Claude Pérez
Amie la sorcière
C’est à travers les couches successives d’autres lieux recouverts par le temps que Bambérati, ancienne ville coloniale d’Afrique, exerce sur le narrateur sa fascination. Le pays, sous l’autorité dérisoire d’un despote, montre tous les stigmates de l’épuisement tandis qu’autour de l’ambassade vit un petit monde séparé.
La volonté de dépaysement, l’oubli des livres – ce pas de côté, cette vacance – qui devaient jeterÉtienne au cou du réel, ne l’ont en fin de compte mené que vers ce « Romorantin des tropiques » qu’évoque le récit teinté d’une amertume dépourvue de lyrisme, et qui recourt volontiers à l’humour.
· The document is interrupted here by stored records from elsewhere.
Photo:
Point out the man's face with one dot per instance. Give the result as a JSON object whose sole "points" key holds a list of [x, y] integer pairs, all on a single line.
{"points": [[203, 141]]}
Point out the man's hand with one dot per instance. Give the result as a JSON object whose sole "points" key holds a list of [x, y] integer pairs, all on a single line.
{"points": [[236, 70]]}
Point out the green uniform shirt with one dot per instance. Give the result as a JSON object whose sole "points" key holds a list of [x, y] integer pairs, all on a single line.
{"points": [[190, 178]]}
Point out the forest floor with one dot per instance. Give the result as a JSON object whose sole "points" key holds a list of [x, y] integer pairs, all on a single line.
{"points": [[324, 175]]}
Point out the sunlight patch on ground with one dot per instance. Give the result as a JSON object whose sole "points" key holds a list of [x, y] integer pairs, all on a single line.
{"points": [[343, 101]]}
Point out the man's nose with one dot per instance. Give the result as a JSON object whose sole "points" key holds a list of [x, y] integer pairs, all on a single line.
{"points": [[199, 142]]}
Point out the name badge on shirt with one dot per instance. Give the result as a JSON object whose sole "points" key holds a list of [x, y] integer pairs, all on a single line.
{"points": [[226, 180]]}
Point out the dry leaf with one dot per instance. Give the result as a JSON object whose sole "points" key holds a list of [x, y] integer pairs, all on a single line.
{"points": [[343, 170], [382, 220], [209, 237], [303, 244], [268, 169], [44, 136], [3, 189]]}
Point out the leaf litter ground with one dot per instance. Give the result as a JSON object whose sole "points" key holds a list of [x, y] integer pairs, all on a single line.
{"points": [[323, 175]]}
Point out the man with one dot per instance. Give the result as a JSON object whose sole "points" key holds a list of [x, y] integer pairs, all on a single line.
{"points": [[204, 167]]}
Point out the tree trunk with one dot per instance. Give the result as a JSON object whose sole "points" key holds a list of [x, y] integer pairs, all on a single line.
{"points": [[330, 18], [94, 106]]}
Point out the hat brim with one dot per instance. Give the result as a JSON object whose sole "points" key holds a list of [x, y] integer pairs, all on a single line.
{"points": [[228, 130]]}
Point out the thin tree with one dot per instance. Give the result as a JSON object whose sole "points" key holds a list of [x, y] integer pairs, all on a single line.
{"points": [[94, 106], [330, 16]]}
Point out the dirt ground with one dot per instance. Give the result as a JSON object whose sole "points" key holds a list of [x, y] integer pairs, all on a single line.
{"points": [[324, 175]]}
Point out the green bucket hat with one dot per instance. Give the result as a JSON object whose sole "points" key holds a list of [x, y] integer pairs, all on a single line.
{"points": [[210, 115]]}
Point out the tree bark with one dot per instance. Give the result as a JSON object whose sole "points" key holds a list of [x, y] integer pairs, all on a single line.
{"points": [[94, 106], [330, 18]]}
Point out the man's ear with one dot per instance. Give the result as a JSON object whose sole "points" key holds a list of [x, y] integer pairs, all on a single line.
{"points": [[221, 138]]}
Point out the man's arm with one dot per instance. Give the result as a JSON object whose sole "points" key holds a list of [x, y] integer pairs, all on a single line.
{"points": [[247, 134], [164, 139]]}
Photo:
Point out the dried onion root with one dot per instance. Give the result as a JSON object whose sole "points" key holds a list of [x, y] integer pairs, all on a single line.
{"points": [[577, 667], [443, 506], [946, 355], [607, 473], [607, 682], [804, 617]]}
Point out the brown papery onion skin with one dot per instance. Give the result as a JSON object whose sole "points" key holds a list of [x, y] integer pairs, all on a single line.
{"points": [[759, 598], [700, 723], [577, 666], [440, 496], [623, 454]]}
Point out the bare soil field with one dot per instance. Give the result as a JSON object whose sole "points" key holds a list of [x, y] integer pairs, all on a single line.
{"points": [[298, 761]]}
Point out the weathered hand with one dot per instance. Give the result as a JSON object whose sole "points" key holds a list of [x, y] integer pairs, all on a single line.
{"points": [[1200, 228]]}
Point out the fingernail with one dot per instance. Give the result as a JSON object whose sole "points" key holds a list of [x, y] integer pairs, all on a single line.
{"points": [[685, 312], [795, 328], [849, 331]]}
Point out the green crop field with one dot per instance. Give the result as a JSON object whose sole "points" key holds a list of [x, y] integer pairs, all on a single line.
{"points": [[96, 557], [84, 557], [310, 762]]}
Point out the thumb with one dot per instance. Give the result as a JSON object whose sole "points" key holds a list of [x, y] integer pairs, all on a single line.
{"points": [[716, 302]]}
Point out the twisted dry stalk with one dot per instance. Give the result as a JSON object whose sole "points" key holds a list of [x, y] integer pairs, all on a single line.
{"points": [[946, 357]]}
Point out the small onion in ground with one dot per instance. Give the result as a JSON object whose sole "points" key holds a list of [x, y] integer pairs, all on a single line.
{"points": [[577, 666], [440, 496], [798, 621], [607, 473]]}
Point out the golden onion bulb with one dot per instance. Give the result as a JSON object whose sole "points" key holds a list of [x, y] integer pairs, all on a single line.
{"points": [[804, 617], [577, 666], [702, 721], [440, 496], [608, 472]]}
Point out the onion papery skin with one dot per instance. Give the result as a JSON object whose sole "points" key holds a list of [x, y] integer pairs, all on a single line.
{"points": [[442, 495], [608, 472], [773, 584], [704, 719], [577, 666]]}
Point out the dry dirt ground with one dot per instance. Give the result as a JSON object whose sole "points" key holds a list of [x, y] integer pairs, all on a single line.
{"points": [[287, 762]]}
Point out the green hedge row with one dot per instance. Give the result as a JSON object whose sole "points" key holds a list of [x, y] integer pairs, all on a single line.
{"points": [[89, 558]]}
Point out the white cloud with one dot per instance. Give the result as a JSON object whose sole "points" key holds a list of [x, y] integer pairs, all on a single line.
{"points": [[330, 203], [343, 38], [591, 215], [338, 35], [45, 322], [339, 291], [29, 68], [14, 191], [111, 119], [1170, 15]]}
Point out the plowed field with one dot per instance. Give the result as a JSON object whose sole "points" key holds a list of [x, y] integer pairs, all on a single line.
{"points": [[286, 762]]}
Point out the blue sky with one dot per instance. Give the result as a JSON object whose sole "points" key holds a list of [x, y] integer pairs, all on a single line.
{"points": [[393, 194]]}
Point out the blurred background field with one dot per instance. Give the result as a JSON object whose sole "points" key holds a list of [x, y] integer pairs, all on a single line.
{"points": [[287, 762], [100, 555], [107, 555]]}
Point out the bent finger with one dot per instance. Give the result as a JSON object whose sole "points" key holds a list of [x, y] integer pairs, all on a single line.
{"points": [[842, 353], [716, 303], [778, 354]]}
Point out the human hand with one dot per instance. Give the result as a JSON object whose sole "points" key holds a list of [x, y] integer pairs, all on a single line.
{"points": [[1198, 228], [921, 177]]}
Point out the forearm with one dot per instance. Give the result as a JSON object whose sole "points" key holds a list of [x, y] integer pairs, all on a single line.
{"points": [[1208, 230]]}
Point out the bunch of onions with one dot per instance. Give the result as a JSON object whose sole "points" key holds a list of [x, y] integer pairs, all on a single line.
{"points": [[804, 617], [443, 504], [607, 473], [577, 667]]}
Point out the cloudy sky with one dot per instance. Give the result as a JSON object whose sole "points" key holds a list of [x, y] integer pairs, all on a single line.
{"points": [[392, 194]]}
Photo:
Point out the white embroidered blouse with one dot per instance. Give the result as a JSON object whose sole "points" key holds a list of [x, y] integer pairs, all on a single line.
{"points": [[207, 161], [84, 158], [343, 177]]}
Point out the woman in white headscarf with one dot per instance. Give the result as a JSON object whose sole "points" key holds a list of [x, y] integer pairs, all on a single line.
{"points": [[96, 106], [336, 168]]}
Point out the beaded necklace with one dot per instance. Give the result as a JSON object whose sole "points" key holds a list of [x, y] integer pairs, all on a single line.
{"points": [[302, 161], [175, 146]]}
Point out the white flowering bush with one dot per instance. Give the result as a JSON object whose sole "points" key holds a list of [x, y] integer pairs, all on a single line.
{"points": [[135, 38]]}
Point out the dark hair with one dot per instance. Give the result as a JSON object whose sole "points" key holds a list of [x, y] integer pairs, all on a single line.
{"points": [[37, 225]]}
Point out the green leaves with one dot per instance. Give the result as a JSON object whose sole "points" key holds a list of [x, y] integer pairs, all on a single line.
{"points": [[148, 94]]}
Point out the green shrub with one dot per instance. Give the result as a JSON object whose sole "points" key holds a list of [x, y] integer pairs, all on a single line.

Mais c’est plongé dans la pathétique banalité des choses, la transparence blessée d’un visage de femme – Florence que, dans le mitan de sa vie, la sorcière a touchée de son bâton –, ou la foisonnante profondeur d’un paysage que l’écrivain consent, pour vain que ce soit, à s’émerveiller du babil des couleurs et de la moire du monde.
— Rue du Temps-Passé, dit Sylla. Numéro 18. Une toute petite chambre.
C’est le soir, sur la pelouse d’une belle villa coloniale, ou dans les jardins de la Résidence, au son des glaçons tintant dans les verres – ou plutôt, tenez, dans l’après-midi, sur le coup de trois ou quatre heures, assis devant une bière au bord de la piscine du club :
— Pas bien loin des quais, dit encore Sylla. J’ai séjourné deux années.
— Mais je connais, je vois très bien…
Un soupçon de Gascogne descend dans le ciel tropical, se mêle imperceptiblement à l’odeur de vase du fleuve, aux émanations sui generis d’une capitale exotique.
— Pas un beau quartier, insiste Sylla.
Puis changeant brusquement de ton, comme un cycliste change de braquet :
— Un quartier de prostitution !
L’accent sur le o – de proo-stitution – qu’il étire démesurément. Il se met à rire en silence :
— Rien que des nègres et des hétaïres…
En détachant bien hétaïres, comme un insecte bariolé qu’on regarderait gigoter au bout d’une paire de pincettes.
— Des pé-ri-pa-té-ti-ciennes !
Puis très vite le sourire s’efface, il avale un peu de Mocaf (c’est le nom de la bière locale) repose son bock, me considère :
— J’étudiais à la faculté de droit.
J’étudiais, il dit comme cela. Je jette un coup d’œil à son uniforme.
— En droit ? Mais je pensais…
— Qu’est-ce que vous pensiez ?
— J’aurais cru plutôt l’École militaire.
Me regarde encore, secoue la tête.
— Non, non. Le droit. La fac de droit.
Faisant sonner fac afin d’établir l’amplitude de ses compétences linguistiques. Cependant passent près de nous de belles expatriées à pas comptés sur le carrelage. Sylla a terminé sa bière, il s’empare de mon poignet gauche qu’il secoue par-dessus la table :
— On se reverra…
Il s’enlève de son fauteuil, puis faisant mine de se souvenir :
— Votre veste, au fait…
— Ma veste ?
— Vous ne me la vendez toujours pas ? Bon, bon… plus tard. On se reverra.